Erneut unter den Besten

Nächste Saison will der Tischtennisclub St. Gallen den verpassten Aufstieg in die Nationalliga B nachholen. Das Team bleibt unverändert, laut den Verantwortlichen genügt es den Ansprüchen.

Stefan Kleiser
Drucken
Teilen
Michal Kubat ist einer der besten Spieler in der NLC. Der Tscheche tritt auch in der kommenden Saison für St. Gallen an. (Bild: Benjamin Manser)

Michal Kubat ist einer der besten Spieler in der NLC. Der Tscheche tritt auch in der kommenden Saison für St. Gallen an. (Bild: Benjamin Manser)

TISCHTENNIS. Höhere Gewalt habe den Aufstieg verhindert. So begründet Clubmanager Reinhard Vilic, weshalb die erste Equipe aus dem Tischtennisclub St. Gallen auch die nächste Saison in der Nationalliga C bestreiten wird. Vereinspräsident Hans-Peter Studer spricht von der «Verletzungshexe» und von «Pech». Nur ein Punkt fehlte der Mannschaft zu Rang eins. Er ging in einer der sechs Partien ohne Michal Kubat verloren.

Der Spitzenspieler riss sich am 6. Dezember, im ersten Rückrundenspiel, ein Innenband am Knie. «Im dümmsten Moment», erinnert sich Vilic. Nämlich im ersten seiner drei Einzel gegen Wil. Ohne die Siege von Kubat ging die Partie prompt 3:7 verloren. Nach der fast perfekten Vorrunde mit sechs Siegen und einem Unentschieden setzte es danach ohne Kubat weitere zwei Niederlagen in fünf Partien ab. So lag Wil letztlich vor St. Gallen.

«Es braucht einfach Zeit»

«Es war schwierig, dass ich zuschauen musste und nicht mitspielen konnte», sagt Kubat. Inzwischen besucht der 23-Jährige wieder drei- bis viermal pro Woche das Fitnessstudio, und er kehrte auch an den Tischtennistisch zurück. «Ich belaste aber noch etwas mehr das rechte Bein», analysiert er sich. Das sei mehr ein Problem im Kopf und «braucht einfach Zeit». Trotz der Verletzung sagt der Tscheche, es sei «eine schöne Saison» gewesen – und er bleibe in St. Gallen.

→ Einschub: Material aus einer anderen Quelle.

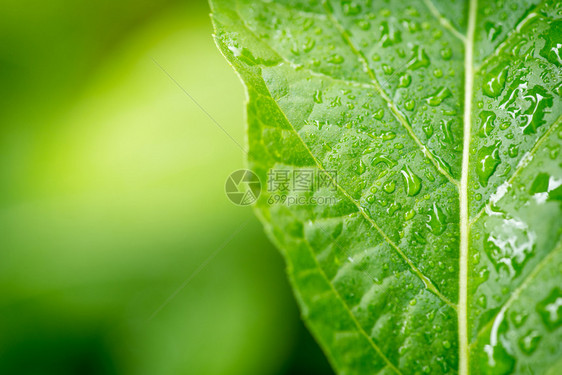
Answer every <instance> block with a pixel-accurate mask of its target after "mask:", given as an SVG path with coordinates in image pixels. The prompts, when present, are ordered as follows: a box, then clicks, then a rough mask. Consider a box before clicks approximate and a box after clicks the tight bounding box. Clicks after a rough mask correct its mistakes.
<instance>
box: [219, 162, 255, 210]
mask: <svg viewBox="0 0 562 375" xmlns="http://www.w3.org/2000/svg"><path fill="white" fill-rule="evenodd" d="M224 190H225V192H226V196H227V197H228V199H230V201H231V202H232V203H234V204H235V205H237V206H249V205H251V204H253V203H254V202H255V201H257V200H258V198H259V196H260V193H261V182H260V179H259V178H258V176H257V175H256V174H255V173H254V172H252V171H250V170H247V169H241V170H238V171H236V172H233V173H231V174H230V176H228V178H227V179H226V184H225V187H224Z"/></svg>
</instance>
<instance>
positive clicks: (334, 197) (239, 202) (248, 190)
mask: <svg viewBox="0 0 562 375" xmlns="http://www.w3.org/2000/svg"><path fill="white" fill-rule="evenodd" d="M337 186H338V185H337V172H336V171H333V170H330V171H325V170H318V169H301V168H296V169H292V168H277V169H270V170H269V171H268V173H267V184H266V185H265V186H262V184H261V181H260V179H259V177H258V176H257V174H256V173H254V172H253V171H251V170H247V169H242V170H238V171H236V172H233V173H232V174H231V175H230V176H228V178H227V180H226V184H225V192H226V196H227V197H228V199H229V200H230V201H231V202H232V203H234V204H235V205H238V206H248V205H251V204H254V203H255V202H256V201H257V200H258V199H259V197H260V194H261V192H262V188H264V187H265V191H266V197H265V202H267V204H269V205H275V204H283V205H287V206H293V205H335V204H337V202H338V199H337V197H336V193H335V192H336V191H337Z"/></svg>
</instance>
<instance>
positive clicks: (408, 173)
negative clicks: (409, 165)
mask: <svg viewBox="0 0 562 375" xmlns="http://www.w3.org/2000/svg"><path fill="white" fill-rule="evenodd" d="M400 172H401V173H402V176H403V177H404V183H405V185H406V194H408V195H409V196H414V195H416V194H418V193H419V192H420V190H421V180H420V178H419V177H418V176H416V175H415V174H414V172H412V170H411V169H410V167H408V166H405V167H404V168H403V169H402V170H401V171H400Z"/></svg>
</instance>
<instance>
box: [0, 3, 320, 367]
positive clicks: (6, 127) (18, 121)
mask: <svg viewBox="0 0 562 375" xmlns="http://www.w3.org/2000/svg"><path fill="white" fill-rule="evenodd" d="M208 12H209V10H208V7H207V4H206V3H204V2H202V1H200V2H193V1H188V0H182V1H178V0H165V1H163V0H159V1H158V0H144V1H142V0H141V1H132V0H121V1H117V2H115V1H110V0H99V1H93V2H86V1H70V0H49V1H39V0H0V46H1V48H0V90H1V91H0V125H1V136H0V156H1V157H0V178H1V181H2V184H1V185H0V189H1V190H0V296H1V298H0V374H24V375H25V374H63V375H64V374H151V375H152V374H196V375H198V374H203V375H205V374H244V375H251V374H259V375H267V374H326V373H330V370H329V367H328V365H327V363H326V360H325V358H324V357H323V355H322V354H321V352H320V351H319V349H318V347H317V345H316V344H315V342H314V340H313V339H312V338H311V337H310V335H309V334H308V333H307V332H306V330H305V329H304V327H303V325H302V323H301V322H300V319H299V315H298V311H297V308H296V306H295V302H294V299H293V297H292V295H291V292H290V289H289V286H288V283H287V281H286V277H285V273H284V266H283V262H282V260H281V257H280V256H279V254H278V252H277V250H275V249H274V248H273V247H272V246H271V245H270V243H269V242H268V240H267V239H266V238H265V236H264V234H263V232H262V228H261V226H260V224H259V223H258V222H257V220H256V219H255V218H254V216H253V213H252V212H251V209H249V208H240V207H236V206H234V205H232V204H231V203H230V202H229V201H228V200H227V199H226V197H225V194H224V182H225V180H226V178H227V176H228V175H229V174H230V173H231V172H232V171H234V170H237V169H240V168H242V167H243V166H244V162H243V154H242V152H241V151H240V150H239V149H238V147H237V146H236V145H235V144H234V143H233V142H232V141H231V140H230V139H229V138H228V137H227V136H225V135H224V134H223V133H222V132H221V131H220V130H219V129H218V128H217V127H216V126H215V124H213V123H212V121H211V120H210V119H209V118H208V117H206V115H205V114H204V113H202V111H201V110H200V109H199V108H197V106H196V105H195V104H194V103H193V102H192V101H190V99H189V98H188V97H187V96H186V95H185V94H184V93H183V92H182V91H181V90H180V89H179V88H178V87H177V86H175V84H174V83H173V82H172V81H171V80H170V79H169V78H168V77H167V76H166V74H165V73H164V72H163V71H162V70H160V68H158V66H157V65H156V64H155V62H154V61H153V59H154V60H155V61H157V62H158V63H159V64H160V65H162V66H163V67H164V69H166V71H167V72H169V73H170V74H171V75H172V76H173V77H174V79H176V80H177V81H178V82H179V83H180V84H181V85H182V86H183V87H184V88H185V89H186V90H187V91H188V92H189V93H190V94H191V95H192V96H193V97H195V98H196V99H197V100H198V102H199V103H200V104H201V105H202V106H203V107H204V108H205V109H206V110H207V111H208V112H209V113H211V114H212V116H213V117H214V118H215V119H216V120H217V121H218V122H219V123H220V124H221V125H222V126H223V127H224V128H225V129H226V130H227V131H228V132H229V133H230V134H231V135H232V136H233V137H234V138H235V139H237V140H238V141H239V142H240V143H242V142H243V140H244V121H243V104H242V103H243V100H244V97H243V95H244V93H243V88H242V85H241V84H240V83H239V81H238V79H237V77H236V75H235V74H234V72H233V70H232V69H231V68H230V67H229V66H228V65H227V63H226V61H225V60H224V59H223V58H222V56H220V54H219V52H218V50H217V49H216V47H215V46H214V43H213V41H212V37H211V33H212V29H211V24H210V20H209V17H208ZM244 222H248V224H247V225H246V226H245V227H244V228H243V229H242V230H241V231H240V232H239V233H238V234H236V235H235V236H234V237H233V238H232V240H231V241H230V242H229V243H228V244H227V245H226V246H225V247H224V248H223V249H222V250H221V251H220V252H219V253H218V254H217V255H216V257H214V258H213V257H212V256H213V254H216V251H217V249H220V248H221V245H222V244H223V243H225V241H226V240H227V239H229V238H230V237H231V236H232V235H233V233H235V232H236V231H237V230H238V228H239V227H240V225H241V224H242V223H244ZM202 265H206V266H205V267H202ZM190 276H193V277H192V278H190ZM186 281H188V283H187V285H186V286H185V288H183V289H181V288H180V287H181V286H182V284H184V283H185V282H186ZM155 313H156V314H155Z"/></svg>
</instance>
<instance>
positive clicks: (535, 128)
mask: <svg viewBox="0 0 562 375" xmlns="http://www.w3.org/2000/svg"><path fill="white" fill-rule="evenodd" d="M527 94H528V95H525V96H524V97H523V98H524V99H525V100H527V101H528V102H529V103H530V106H529V108H527V110H526V111H525V112H523V114H522V115H521V118H523V119H526V121H524V122H523V124H521V126H522V127H523V133H524V134H535V133H536V132H537V128H538V127H539V126H541V125H543V124H544V123H545V121H544V116H545V114H546V113H547V111H546V110H545V109H546V108H550V107H552V95H550V94H549V93H548V92H547V91H546V89H545V88H544V87H542V86H535V87H533V88H532V89H530V90H529V91H528V92H527Z"/></svg>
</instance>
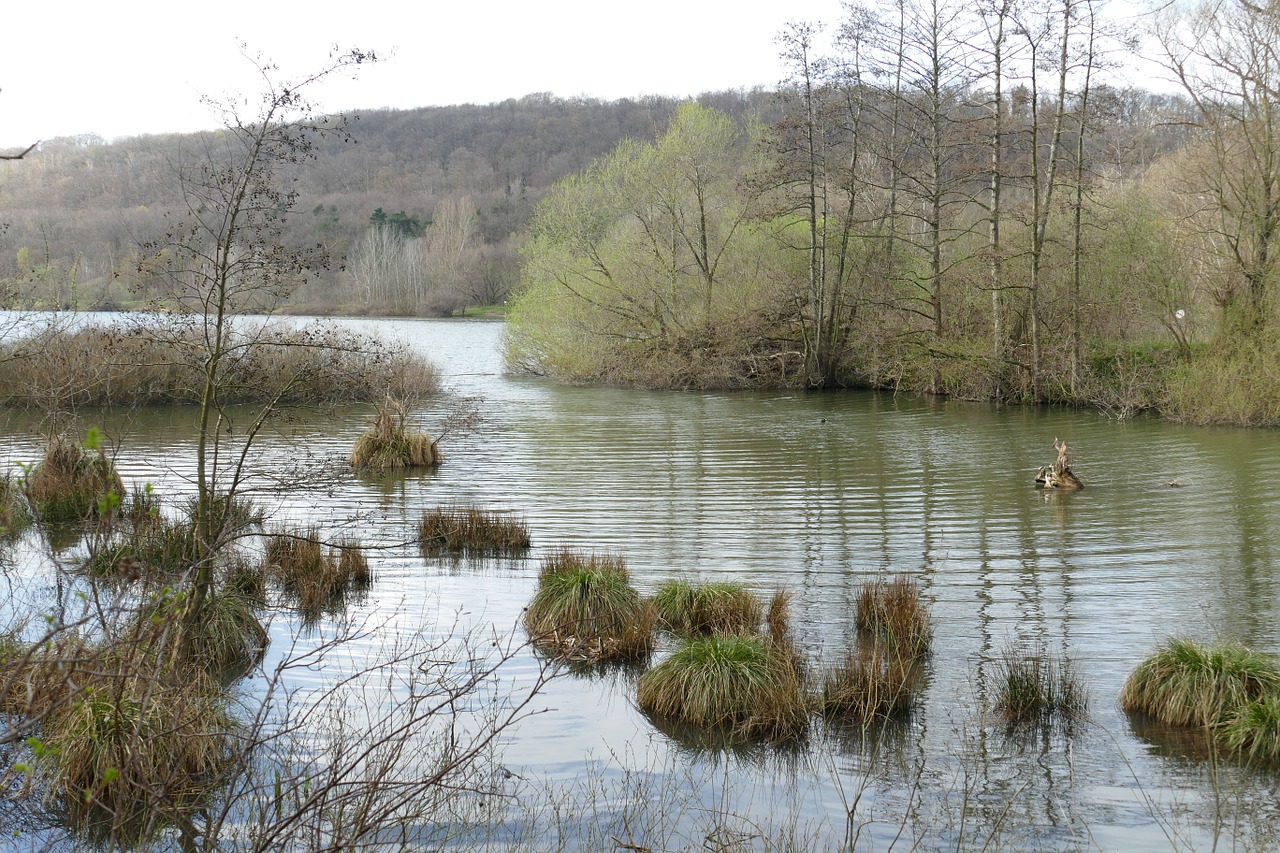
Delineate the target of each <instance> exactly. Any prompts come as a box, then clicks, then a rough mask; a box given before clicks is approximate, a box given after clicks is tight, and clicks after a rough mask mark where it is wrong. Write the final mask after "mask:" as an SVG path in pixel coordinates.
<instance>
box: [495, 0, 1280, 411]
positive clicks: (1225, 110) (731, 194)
mask: <svg viewBox="0 0 1280 853" xmlns="http://www.w3.org/2000/svg"><path fill="white" fill-rule="evenodd" d="M1276 32H1280V14H1277V13H1276V12H1275V10H1272V9H1270V8H1267V9H1263V8H1260V6H1254V5H1249V4H1243V3H1240V4H1235V5H1231V4H1226V5H1222V4H1219V5H1215V6H1204V8H1202V9H1198V10H1187V12H1181V13H1179V14H1176V15H1175V14H1174V13H1170V17H1167V18H1165V19H1164V20H1162V23H1161V26H1160V28H1158V32H1157V33H1156V37H1157V41H1158V45H1160V49H1161V50H1162V51H1164V53H1165V55H1166V56H1167V58H1169V65H1170V68H1171V69H1172V70H1174V73H1175V74H1176V76H1178V77H1179V78H1180V79H1181V82H1183V92H1180V93H1178V95H1157V93H1152V92H1146V91H1140V90H1135V88H1117V87H1116V86H1114V85H1105V83H1103V82H1102V81H1103V72H1105V69H1106V68H1107V67H1110V65H1114V64H1115V63H1116V61H1117V59H1121V58H1123V54H1124V51H1126V50H1129V49H1130V46H1129V42H1128V41H1126V38H1125V37H1123V36H1124V33H1116V32H1112V31H1108V28H1107V27H1106V26H1105V24H1103V19H1102V17H1101V15H1100V4H1097V3H1093V1H1092V0H1052V1H1051V3H1043V4H1032V3H1016V1H1014V0H1000V1H998V3H996V4H984V5H980V6H973V5H965V4H960V3H948V1H946V0H905V1H904V3H896V4H886V5H883V6H855V8H851V9H850V12H849V18H847V19H846V20H845V22H842V24H841V26H840V27H838V33H837V36H836V38H835V42H833V47H829V49H819V45H823V44H826V42H824V41H822V40H820V38H819V31H818V29H817V28H815V27H813V26H809V24H794V26H792V27H791V28H788V31H787V32H785V33H782V35H781V37H780V45H781V47H782V51H783V58H785V59H786V61H787V64H788V67H790V72H791V74H790V79H788V81H787V83H786V85H785V86H783V87H782V88H781V90H780V92H778V93H777V97H778V104H780V108H781V110H782V114H781V115H780V118H778V119H777V120H774V122H764V123H759V124H750V123H741V122H736V120H733V119H731V118H730V117H727V115H723V114H721V113H718V111H714V110H710V109H707V108H704V106H700V105H685V106H681V109H680V110H678V111H677V113H676V115H675V117H673V119H672V122H671V124H669V126H668V127H667V129H666V132H664V133H663V134H662V136H659V137H658V138H657V141H655V142H652V143H635V142H628V143H623V145H621V146H618V147H617V149H614V151H613V152H611V154H609V156H607V158H603V159H602V160H599V161H598V163H596V164H594V165H593V167H591V168H590V169H588V170H585V172H581V173H579V174H577V175H573V177H571V178H568V179H566V181H563V182H561V183H559V184H557V186H556V188H554V190H553V191H552V192H550V193H549V195H548V196H547V197H545V199H544V200H543V201H541V202H540V204H539V205H538V209H536V211H535V215H534V219H532V227H531V237H530V241H529V243H527V246H526V248H525V252H526V265H525V278H524V284H522V289H521V293H520V300H518V304H517V306H516V311H515V316H513V319H512V330H513V334H512V348H511V357H512V361H513V362H515V364H516V365H518V366H522V368H525V369H530V370H535V371H543V373H549V374H553V375H557V377H562V378H566V379H570V380H577V382H613V383H623V384H639V386H652V387H762V386H797V387H847V386H874V387H892V388H909V389H919V391H928V392H934V393H948V394H956V396H963V397H969V398H989V400H1012V401H1042V402H1043V401H1056V402H1071V403H1082V405H1096V406H1102V407H1105V409H1107V410H1110V411H1114V412H1117V414H1121V415H1128V414H1132V412H1135V411H1140V410H1144V409H1160V410H1161V411H1165V412H1166V414H1169V415H1172V416H1178V418H1184V419H1188V420H1198V421H1229V423H1268V424H1280V370H1277V369H1276V366H1275V365H1276V364H1277V361H1280V357H1277V356H1280V346H1277V345H1276V339H1277V338H1280V336H1276V334H1275V295H1274V291H1275V286H1274V284H1275V260H1274V256H1275V254H1276V252H1275V246H1274V242H1275V237H1276V233H1277V231H1280V156H1277V155H1280V127H1276V126H1274V124H1272V118H1271V117H1272V114H1276V115H1280V113H1276V110H1275V108H1276V106H1277V97H1280V93H1277V91H1276V88H1275V87H1272V85H1271V83H1272V82H1274V81H1275V79H1276V78H1277V76H1280V60H1277V58H1276V54H1275V51H1274V49H1272V45H1274V44H1275V38H1274V36H1275V33H1276Z"/></svg>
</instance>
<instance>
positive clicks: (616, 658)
mask: <svg viewBox="0 0 1280 853" xmlns="http://www.w3.org/2000/svg"><path fill="white" fill-rule="evenodd" d="M655 621H657V613H655V611H654V608H653V606H652V605H650V603H649V602H646V601H645V599H644V598H643V597H641V596H640V593H639V592H636V590H635V588H634V587H631V583H630V579H628V576H627V571H626V566H625V564H623V562H622V560H621V558H618V557H609V556H604V557H602V556H594V555H590V556H589V555H577V553H573V552H568V551H561V552H558V553H556V555H553V556H552V557H549V558H548V560H547V561H545V562H544V564H543V569H541V573H540V578H539V583H538V592H536V593H535V594H534V598H532V601H531V602H530V605H529V607H527V608H526V610H525V628H526V629H527V630H529V635H530V638H531V639H532V642H534V644H535V646H538V647H539V648H541V649H543V651H544V652H547V653H550V654H554V656H557V657H561V658H566V660H589V661H605V660H637V658H641V657H644V656H646V654H648V653H649V651H650V649H652V648H653V626H654V622H655Z"/></svg>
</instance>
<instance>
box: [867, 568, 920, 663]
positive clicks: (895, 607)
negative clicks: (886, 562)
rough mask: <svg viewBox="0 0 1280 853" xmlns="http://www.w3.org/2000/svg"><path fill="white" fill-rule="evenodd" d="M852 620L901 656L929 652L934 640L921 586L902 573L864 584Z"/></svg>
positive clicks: (878, 643) (882, 645) (918, 655)
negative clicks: (854, 618) (889, 579)
mask: <svg viewBox="0 0 1280 853" xmlns="http://www.w3.org/2000/svg"><path fill="white" fill-rule="evenodd" d="M855 621H856V625H858V629H859V630H860V631H863V633H864V634H870V635H873V637H876V638H878V639H877V642H878V644H879V646H883V647H886V648H887V649H892V651H893V652H895V653H896V654H900V656H906V657H922V656H924V654H928V652H929V644H931V643H932V642H933V626H932V621H931V619H929V611H928V608H927V607H925V605H924V602H923V601H922V599H920V588H919V585H918V584H916V583H915V581H914V580H913V579H910V578H908V576H905V575H899V576H897V578H895V579H893V580H890V581H886V580H882V579H881V580H873V581H870V583H867V584H863V588H861V590H860V592H859V596H858V605H856V608H855Z"/></svg>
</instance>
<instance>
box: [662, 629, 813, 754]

Auch der Verein ist sehr zufrieden mit Kubat, der im vergangenen Sommer in einem 50-Prozent-Pensum engagiert wurde. «Er hat seine Aufgaben als Spieler und als Trainer voll erfüllt und konnte auch die Nachwuchsspieler gut abholen», lobt Vilic. Der Club sei sogar bestrebt, Kubats Gehalt ein wenig zu erhöhen. Mit Kubat – mit 22:5 Siegen einer der besten Spieler der Liga – wird St. Gallen erneut ein Spitzenteam stellen. Auch Nick Rütter, Maximilian Lunzer und Johnny Riquet haben für ein weiteres Jahr zugesagt.

Präsident und Manager sagen deshalb, dass nun der Aufstieg in die NLB im nächsten Frühjahr gelingen soll. «Wir sind einfach eine Saison länger in der NLC», sagt Vilic. Das ist nicht nur schlecht. «In der NLC gibt es auch gute Spieler», urteilt Kubat. Und der A17-klassierte Rütter beginnt im Sommer eine Sportlerlehre bei Bühler in Uzwil. Für ihn werde sich einiges ändern, sagt Vilic. Wie der Jugendliche damit umgeht, wird sich weisen. «Natürlich hätte Rütter in der NLB stärkere Gegner. Er hat in der NLC aber auch Spiele verloren», sagt Vilic. In der tieferen Liga kann Rütter zum Leader reifen. Die NLC sei «noch okay» für den Jungen, glaubt auch Kubat. «Er kann da noch besser sein.»

Fördertraining mit Wil

Auch Kubat könne sich noch weiterentwickeln, glaubt Vilic. Er möchte ihn und Rütter daher öfter mit guten Trainingspartnern trainieren lassen. Schon vergangene Saison waren regelmässig Spieler aus Wil zu Gast. Nun soll die Trainings-Kooperation ausgebaut werden. Ansonsten bleibt alles wie gehabt. Auch im Falle eines Aufstiegs müsse man nicht viel verändern, glaubt Studer. «Mit dieser Mannschaft könnten wir in der NLB den Ligaerhalt schaffen.» Und den Aufstieg dorthin sowieso.